Oehring's marriage to Cläre Otto ended in divorce in 1917, and by 1918 she was living with Franz Jung, although it was only in 1924 that the two of them married. The affair put an end to the friendship between Richard Oehring and Franz Jung. Following the divorce Oehring traveled to Vienna to visit Otto Gross. In Vienna he met Margarethe Kuh, a sister of Gross's friend, the writer Anton Kuh: Margarethe became Oehring's second wife. Their daughter, Aurora Miriam "Mimi" Oehring, was born in Berlin in March 1918. Richard Oehring now took work with Alfons Goldschmidt on the Berlin-based "Räte-Zeitung" (newspaper). During the period of acute austerity and turbulence on the streets that followed the end of the First World War Oehring also belonged, with his comrades Ernst Jacobi und Friedrich M. Minck, to the so-called "Co-operative Council for Economic Reconstruction" ("Rätegenossenschaft für wirtschaftlichen Aufbau").

In 1922 Oehring moved to the Soviet Union. By May 1923 he was back in Berlin, possibly on account of his wife's health. That month he wrote in a letter to "Comrade" Oskar Wöhrle, then in Konstanz, describing Margarethe's illness which he believed would be cured by plenty of rest and good food. In Berlin he worked as a trade representative for the Soviet Union, also participating in the film production unit of the Soviet sponsored Workers' International Relief (IAH – Internationale Arbeiter-Hilfe / Международная рабочая помощь) organisation in Berlin. In 1931 he became a member of the "Arplan". Fellow members included Arvid Harnack, Georg Lukács, Friedrich Lenz and Karl August Wittfogel. The commentator Igor Cornelissen believes that Oehring probably accompanied the "Arplan" delegation that travelled to the Soviet Union in 1932, although his name is not included in the official list of delegates.
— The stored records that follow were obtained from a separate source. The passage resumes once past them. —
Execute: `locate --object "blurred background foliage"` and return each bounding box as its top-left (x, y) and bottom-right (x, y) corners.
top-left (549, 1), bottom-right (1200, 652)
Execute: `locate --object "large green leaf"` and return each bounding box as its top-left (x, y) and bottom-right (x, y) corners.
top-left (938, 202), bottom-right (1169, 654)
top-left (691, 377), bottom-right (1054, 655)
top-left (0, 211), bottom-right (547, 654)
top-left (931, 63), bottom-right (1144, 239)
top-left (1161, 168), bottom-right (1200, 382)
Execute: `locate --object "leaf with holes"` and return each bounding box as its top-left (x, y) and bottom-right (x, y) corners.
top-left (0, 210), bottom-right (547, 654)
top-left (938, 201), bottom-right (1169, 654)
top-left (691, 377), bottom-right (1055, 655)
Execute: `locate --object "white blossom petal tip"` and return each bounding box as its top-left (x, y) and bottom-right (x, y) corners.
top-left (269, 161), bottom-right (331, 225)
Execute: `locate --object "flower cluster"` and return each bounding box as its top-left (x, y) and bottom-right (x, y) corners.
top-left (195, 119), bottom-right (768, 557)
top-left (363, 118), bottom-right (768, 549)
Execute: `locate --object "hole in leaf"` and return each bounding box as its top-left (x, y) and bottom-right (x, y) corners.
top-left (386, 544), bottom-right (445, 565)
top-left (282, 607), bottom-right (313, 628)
January 1933 brought régime change to Germany. Richard Oehrling and his family left the country the same year, relocating to the Netherlands where he worked for "Exportchleb", the Soviet trade organisation in the Netherlands, and at the same time undertaking work for the Soviet security services. While in the Netherlands he was in close contact with Ignace Reiss, a Soviet spy who fell foul of Moscow's shifting power structures and was shot by an NKVD assassin in Lausanne a few weeks after sending a letter to Party general secretary Stalin in which he announced his "defection", and support for Trotsky (who by this time had become a high-profile opponent of the Soviet dictator). While in the Netherlands Oehring recruited Johan Huijts, the foreign correspondent of the "Nieuwe Rotterdamsche Courant (NRC)" (newspaper), to work for Soviet intelligence. It is not clear whether Oehring's resignation from "Exportchleb" in 1939 was connected with the killing of Reiss. As an Economics advisor for the NRC, he provided the Rotterdam newspaper with Economics reports from the Soviet Union that were published in its business section. Huijts later recalled that Oehring was much troubled by his failure to obtain Soviet citizenship during the count-down to the Second World War.

In May 1940 the German army invaded the Netherlands and Richard Oehrling responded by committing suicide on 14 May, the day on which the Netherlands formally surrendered. During the German occupation Margarethe Oehrling was arrested and imprisoned, but both she and their daughter survived the war. Margarethe was still alive in 1977.